Cybersecurity professionals at four higher education institutions discuss how the COVID-19 pandemic has impacted their security awareness programs.
The last two years have been unprecedented. As COVID-19 started to spread across the world in March 2020, higher education pivoted abruptly to an online model. Most faculty and staff started working remotely for what they thought would be a month or maybe six months at the most. They probably didn't expect that the pandemic would still be going on today.
As colleges and universities continue to navigate the shift to online learning, they "are fostering conversations on how they can leverage insights and positives into a more thoughtful plan going forward."Footnote1 Security awareness programs have also experienced transformative change, and security and privacy professionals are continuing to adjust on the fly. Ben Woelk, governance, awareness, and training manager at the Rochester Institute of Technology (RIT), asked colleagues at the University of Virginia (UVA), the University of California, Berkeley (UC Berkeley), and Duke University about the impact the pandemic has had on the cybersecurity and privacy programs at their institutions and how they are adapting their approaches and leveraging new opportunities for flexibility and collaboration.Footnote2
Ben Woelk: What did you find to be the biggest challenges and changes associated with the pandemic?

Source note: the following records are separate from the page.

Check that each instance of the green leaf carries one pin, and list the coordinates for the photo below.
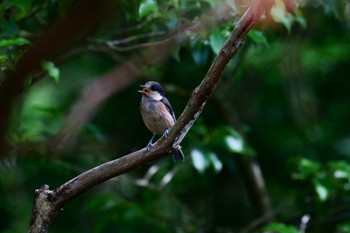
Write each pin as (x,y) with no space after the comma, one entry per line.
(280,15)
(258,37)
(217,164)
(148,7)
(199,160)
(234,144)
(280,228)
(340,169)
(15,41)
(321,190)
(307,168)
(217,40)
(52,70)
(200,53)
(3,58)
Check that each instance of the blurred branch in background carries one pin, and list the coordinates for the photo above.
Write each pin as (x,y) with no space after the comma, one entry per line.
(48,203)
(249,167)
(146,54)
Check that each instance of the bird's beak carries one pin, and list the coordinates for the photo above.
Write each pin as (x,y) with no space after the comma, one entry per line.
(144,90)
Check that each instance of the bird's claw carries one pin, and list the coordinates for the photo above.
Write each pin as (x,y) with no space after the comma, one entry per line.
(166,133)
(149,146)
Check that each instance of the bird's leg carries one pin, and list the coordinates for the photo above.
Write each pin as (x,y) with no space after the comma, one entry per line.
(149,145)
(166,133)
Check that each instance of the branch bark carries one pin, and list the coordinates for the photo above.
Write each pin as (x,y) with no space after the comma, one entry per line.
(48,203)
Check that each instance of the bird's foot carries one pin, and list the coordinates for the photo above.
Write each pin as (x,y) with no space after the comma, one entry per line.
(149,146)
(166,133)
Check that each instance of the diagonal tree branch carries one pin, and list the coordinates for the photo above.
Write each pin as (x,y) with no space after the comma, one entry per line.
(47,203)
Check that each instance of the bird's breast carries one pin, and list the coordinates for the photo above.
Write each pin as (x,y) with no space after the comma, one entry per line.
(156,116)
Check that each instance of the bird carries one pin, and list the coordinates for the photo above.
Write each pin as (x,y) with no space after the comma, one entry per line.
(157,113)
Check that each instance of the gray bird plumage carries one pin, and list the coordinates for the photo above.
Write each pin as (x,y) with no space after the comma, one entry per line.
(157,113)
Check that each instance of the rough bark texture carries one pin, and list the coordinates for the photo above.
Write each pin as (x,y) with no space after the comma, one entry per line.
(47,203)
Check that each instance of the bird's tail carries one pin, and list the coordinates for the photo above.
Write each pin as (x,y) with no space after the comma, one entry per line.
(179,155)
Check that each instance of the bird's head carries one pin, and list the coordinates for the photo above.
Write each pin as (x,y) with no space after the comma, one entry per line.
(152,90)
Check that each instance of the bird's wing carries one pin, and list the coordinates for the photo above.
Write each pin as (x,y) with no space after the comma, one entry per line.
(167,104)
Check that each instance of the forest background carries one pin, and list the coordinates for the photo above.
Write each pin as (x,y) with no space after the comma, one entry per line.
(269,153)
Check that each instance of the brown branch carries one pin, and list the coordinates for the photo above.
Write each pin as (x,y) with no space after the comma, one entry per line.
(49,202)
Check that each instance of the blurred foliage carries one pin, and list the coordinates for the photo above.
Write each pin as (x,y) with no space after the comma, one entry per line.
(288,108)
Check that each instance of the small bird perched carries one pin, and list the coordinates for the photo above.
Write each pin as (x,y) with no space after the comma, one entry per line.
(157,113)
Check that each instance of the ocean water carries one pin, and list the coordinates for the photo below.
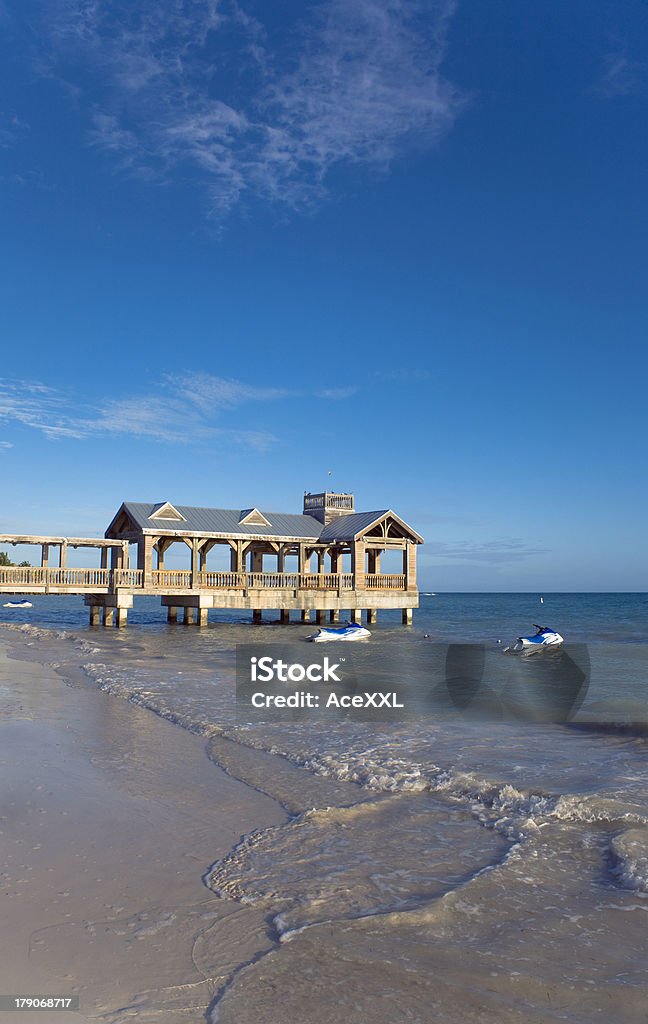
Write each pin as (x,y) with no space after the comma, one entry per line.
(461,865)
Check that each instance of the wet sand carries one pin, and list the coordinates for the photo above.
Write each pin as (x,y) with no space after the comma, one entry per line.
(109,818)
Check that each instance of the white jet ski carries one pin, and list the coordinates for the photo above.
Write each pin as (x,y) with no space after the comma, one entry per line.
(352,631)
(545,637)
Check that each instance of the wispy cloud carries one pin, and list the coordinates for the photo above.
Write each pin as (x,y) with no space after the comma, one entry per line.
(185,408)
(619,76)
(202,86)
(487,551)
(337,393)
(12,129)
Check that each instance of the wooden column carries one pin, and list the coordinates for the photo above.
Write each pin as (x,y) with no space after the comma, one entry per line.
(357,564)
(196,563)
(409,566)
(144,558)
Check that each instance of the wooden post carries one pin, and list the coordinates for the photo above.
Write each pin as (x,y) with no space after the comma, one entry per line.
(357,564)
(196,564)
(144,559)
(409,566)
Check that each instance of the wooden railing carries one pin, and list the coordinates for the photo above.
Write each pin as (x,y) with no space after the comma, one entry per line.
(128,578)
(23,576)
(18,577)
(378,581)
(223,581)
(175,579)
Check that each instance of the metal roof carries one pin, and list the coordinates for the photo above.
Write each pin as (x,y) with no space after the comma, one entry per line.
(346,527)
(204,520)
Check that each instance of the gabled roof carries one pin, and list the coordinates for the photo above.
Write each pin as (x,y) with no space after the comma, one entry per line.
(165,510)
(223,521)
(348,527)
(186,519)
(254,517)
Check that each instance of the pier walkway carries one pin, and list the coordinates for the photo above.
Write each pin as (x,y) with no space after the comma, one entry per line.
(318,541)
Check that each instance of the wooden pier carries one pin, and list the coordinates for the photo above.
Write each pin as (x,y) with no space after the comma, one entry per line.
(328,534)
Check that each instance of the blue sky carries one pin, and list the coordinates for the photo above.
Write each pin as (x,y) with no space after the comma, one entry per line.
(394,248)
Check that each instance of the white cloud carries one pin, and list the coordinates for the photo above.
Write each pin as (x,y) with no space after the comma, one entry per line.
(183,409)
(619,76)
(337,393)
(213,394)
(201,85)
(486,551)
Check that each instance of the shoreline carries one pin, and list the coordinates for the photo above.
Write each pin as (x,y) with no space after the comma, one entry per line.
(103,822)
(346,902)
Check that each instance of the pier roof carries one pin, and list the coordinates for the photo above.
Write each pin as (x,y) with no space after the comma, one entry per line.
(348,527)
(222,521)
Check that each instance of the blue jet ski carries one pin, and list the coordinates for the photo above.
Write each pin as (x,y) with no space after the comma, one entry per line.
(545,637)
(352,631)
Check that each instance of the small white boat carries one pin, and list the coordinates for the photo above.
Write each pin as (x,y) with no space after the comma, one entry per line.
(352,631)
(545,637)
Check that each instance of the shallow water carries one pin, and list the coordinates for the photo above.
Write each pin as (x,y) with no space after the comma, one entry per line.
(477,867)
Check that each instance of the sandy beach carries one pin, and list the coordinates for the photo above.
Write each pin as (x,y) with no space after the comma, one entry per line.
(105,838)
(195,869)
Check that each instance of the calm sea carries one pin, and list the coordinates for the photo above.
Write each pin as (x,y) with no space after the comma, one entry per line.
(505,854)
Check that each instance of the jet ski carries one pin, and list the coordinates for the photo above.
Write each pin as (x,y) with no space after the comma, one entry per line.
(545,637)
(352,631)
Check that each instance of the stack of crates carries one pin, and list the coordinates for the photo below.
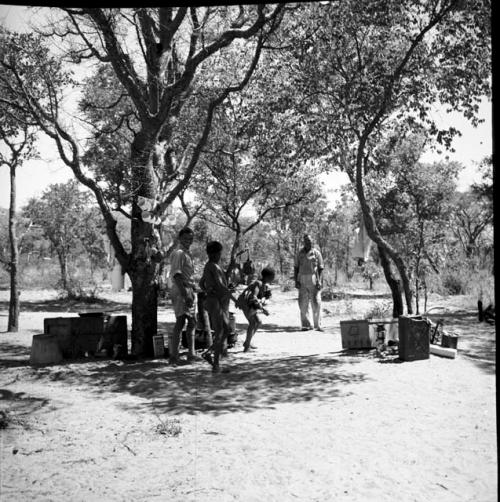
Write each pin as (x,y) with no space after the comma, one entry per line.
(414,338)
(362,333)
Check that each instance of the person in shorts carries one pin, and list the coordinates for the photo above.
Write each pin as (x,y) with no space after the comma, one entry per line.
(251,302)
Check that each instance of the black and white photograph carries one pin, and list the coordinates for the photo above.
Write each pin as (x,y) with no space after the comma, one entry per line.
(247,252)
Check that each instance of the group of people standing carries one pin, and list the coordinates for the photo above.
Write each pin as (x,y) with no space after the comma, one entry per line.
(308,271)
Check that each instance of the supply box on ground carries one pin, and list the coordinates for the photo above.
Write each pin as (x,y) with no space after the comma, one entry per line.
(414,338)
(362,333)
(87,333)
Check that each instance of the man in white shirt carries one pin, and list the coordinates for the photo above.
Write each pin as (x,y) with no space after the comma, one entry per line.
(308,274)
(182,293)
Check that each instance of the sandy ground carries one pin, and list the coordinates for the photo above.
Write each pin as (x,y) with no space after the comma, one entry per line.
(297,419)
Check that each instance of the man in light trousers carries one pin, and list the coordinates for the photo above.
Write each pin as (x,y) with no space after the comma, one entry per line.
(308,274)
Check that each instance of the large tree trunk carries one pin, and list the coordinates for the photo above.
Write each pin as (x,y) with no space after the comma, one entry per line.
(63,265)
(143,268)
(13,322)
(393,282)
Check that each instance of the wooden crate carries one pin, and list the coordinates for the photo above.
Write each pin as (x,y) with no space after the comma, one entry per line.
(356,335)
(79,335)
(45,350)
(362,333)
(414,338)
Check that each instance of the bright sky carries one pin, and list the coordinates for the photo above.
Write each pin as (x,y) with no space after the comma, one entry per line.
(36,175)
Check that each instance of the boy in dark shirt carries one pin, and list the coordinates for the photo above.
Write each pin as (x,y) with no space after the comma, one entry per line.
(214,283)
(250,301)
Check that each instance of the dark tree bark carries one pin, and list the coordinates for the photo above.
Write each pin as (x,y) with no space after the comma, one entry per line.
(14,307)
(393,282)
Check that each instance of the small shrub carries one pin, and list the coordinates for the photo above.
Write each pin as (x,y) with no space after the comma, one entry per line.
(454,283)
(170,427)
(5,419)
(380,311)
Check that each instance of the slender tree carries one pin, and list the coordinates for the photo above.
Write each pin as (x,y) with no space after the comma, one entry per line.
(371,68)
(17,139)
(158,56)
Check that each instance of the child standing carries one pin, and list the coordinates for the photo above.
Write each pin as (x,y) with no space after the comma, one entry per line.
(214,283)
(250,301)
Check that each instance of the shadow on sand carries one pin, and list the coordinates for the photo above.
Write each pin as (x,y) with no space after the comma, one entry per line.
(62,305)
(192,388)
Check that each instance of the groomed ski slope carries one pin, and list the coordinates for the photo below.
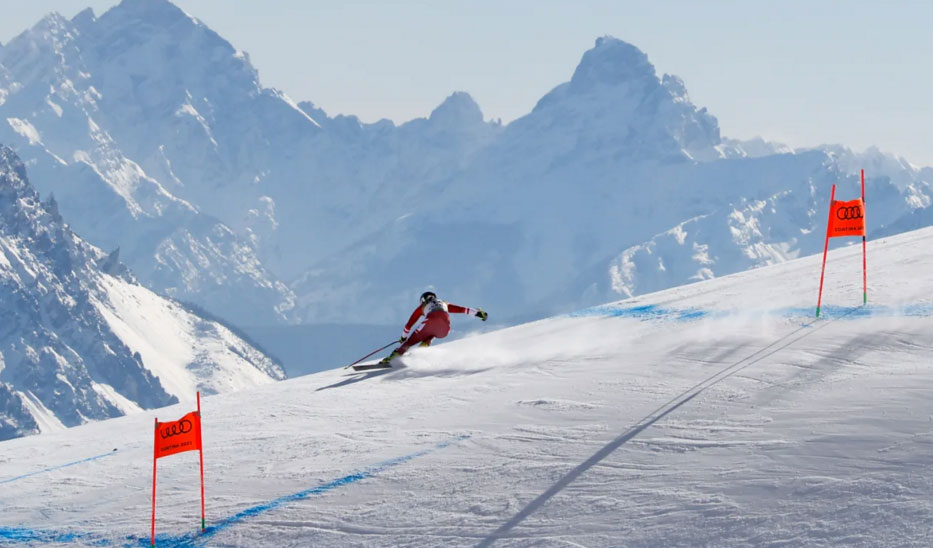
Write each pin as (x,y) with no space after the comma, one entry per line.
(716,414)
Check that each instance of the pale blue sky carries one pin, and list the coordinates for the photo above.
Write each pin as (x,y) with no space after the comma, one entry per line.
(799,72)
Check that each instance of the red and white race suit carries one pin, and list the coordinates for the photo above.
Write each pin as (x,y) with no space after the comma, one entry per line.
(436,323)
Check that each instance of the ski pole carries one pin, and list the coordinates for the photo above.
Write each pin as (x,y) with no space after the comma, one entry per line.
(373,352)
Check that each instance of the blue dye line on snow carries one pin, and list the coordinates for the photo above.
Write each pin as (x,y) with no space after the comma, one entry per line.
(643,312)
(32,536)
(59,467)
(651,312)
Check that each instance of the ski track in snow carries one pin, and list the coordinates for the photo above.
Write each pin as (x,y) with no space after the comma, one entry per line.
(725,425)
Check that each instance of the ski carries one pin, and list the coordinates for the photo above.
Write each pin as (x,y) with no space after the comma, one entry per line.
(366,367)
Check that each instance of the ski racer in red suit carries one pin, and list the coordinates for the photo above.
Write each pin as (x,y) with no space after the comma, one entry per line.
(436,323)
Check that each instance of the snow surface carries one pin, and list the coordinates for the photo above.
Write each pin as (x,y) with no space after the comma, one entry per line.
(715,414)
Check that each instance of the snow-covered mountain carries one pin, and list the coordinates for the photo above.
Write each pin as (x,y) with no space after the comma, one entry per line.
(218,190)
(614,185)
(96,107)
(81,340)
(720,413)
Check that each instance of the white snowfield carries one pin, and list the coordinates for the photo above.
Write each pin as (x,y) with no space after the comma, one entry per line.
(716,414)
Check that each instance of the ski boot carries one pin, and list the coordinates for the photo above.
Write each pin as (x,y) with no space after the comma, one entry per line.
(387,361)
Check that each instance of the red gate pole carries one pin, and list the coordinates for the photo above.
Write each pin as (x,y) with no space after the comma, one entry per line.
(201,461)
(829,219)
(864,252)
(155,438)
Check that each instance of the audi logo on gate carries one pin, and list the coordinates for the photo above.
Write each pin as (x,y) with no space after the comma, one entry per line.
(181,427)
(850,212)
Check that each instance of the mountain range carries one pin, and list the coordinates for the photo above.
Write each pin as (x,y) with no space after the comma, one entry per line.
(82,340)
(158,139)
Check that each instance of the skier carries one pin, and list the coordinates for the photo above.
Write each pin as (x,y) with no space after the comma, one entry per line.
(436,323)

Kelly Haley: At UVA, we had been working on updating our in-person escape room. We were creating puzzles that included physical elements, such as locks, black lights, posters, and hidden objects. In March 2020, I took the entire trunk of materials home with me so we could still meet our June launch deadline. When we found out we wouldn't be going back, we switched gears and started looking at creating a virtual escape room experience. We formed some partnerships and launched the virtual escape room in October.
Casey Hennig: The UC Berkeley Information Security Office leveraged the changing workforce landscape to promote telecommuting best practices to our community. We created a "Cybersecurity and COVID-19" resource on our website with information ranging from new COVID-19 scams and secure Zoom settings to our minimum security standards. By putting all of our information in one area, we were able to easily promote and get important content in front of new eyes.
However, we quickly discovered that our existing outreach wasn't having the same impact as before, so we explored new ways of using existing channels while concurrently looking for new channels. We started to think about security awareness in the context of COVID-19. For example, many of the new phishing scams we saw were taking advantage of people's worries about the pandemic, so we capitalized on that attention and promoted solutions through our campus' COVID Response and Recovery newsletter.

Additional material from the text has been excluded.